Standard abbreviations
- ISO 4: Econom. Theory
- MathSciNet: Econometric Theory

Indexing
- ISSN: 0266-4666 (print) 1469-4360 (web)
- OCLC no.: 45127709

Links
- Journal homepage; Online access;

= Econometric Theory =

Econometric Theory is a peer-reviewed academic journal specialising in econometrics, published by Cambridge University Press. The journal was founded by Peter C.B. Phillips, who served as editor from its inception in 1985 until December 2025. It is considered one of the leading journals in the field of econometrics. The current editors-in-chief are Patrik Guggenberger (Penn State University), Liangjun Su (Tsinghua University), and Yixiao Sun (University of California, San Diego).

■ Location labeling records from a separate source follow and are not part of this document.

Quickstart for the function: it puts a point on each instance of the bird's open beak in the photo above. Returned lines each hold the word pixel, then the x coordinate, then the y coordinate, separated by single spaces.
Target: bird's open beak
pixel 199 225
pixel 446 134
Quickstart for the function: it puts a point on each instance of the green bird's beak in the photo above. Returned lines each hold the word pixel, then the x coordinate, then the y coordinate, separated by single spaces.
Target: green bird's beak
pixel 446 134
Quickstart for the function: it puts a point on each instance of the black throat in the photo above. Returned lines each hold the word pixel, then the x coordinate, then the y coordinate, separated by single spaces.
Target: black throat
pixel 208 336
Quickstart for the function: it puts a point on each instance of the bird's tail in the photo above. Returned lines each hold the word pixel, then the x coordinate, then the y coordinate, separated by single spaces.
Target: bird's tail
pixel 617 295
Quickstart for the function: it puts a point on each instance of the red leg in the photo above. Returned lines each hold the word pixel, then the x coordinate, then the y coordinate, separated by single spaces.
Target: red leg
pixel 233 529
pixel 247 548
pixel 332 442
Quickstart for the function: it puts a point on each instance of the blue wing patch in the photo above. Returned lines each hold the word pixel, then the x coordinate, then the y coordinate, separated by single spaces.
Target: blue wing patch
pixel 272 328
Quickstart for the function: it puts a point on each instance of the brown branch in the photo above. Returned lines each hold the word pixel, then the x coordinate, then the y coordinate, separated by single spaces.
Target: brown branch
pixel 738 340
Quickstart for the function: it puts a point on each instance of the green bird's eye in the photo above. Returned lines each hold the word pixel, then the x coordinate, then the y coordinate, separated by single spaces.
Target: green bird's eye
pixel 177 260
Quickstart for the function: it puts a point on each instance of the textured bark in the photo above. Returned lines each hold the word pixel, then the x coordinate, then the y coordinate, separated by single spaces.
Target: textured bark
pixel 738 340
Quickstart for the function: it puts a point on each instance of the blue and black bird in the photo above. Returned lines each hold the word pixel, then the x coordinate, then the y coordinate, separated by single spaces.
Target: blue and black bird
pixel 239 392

The journal publishes original research that advances the theoretical
foundations of econometrics across all major areas of the field, and
strengthens the probabilistic and statistical underpinnings of
econometric methodology for modeling, estimation, prediction, and
inference.
In addition to original research articles, the journal also publishes historical studies on the evolution of econometric thought and interviews with leading scholars.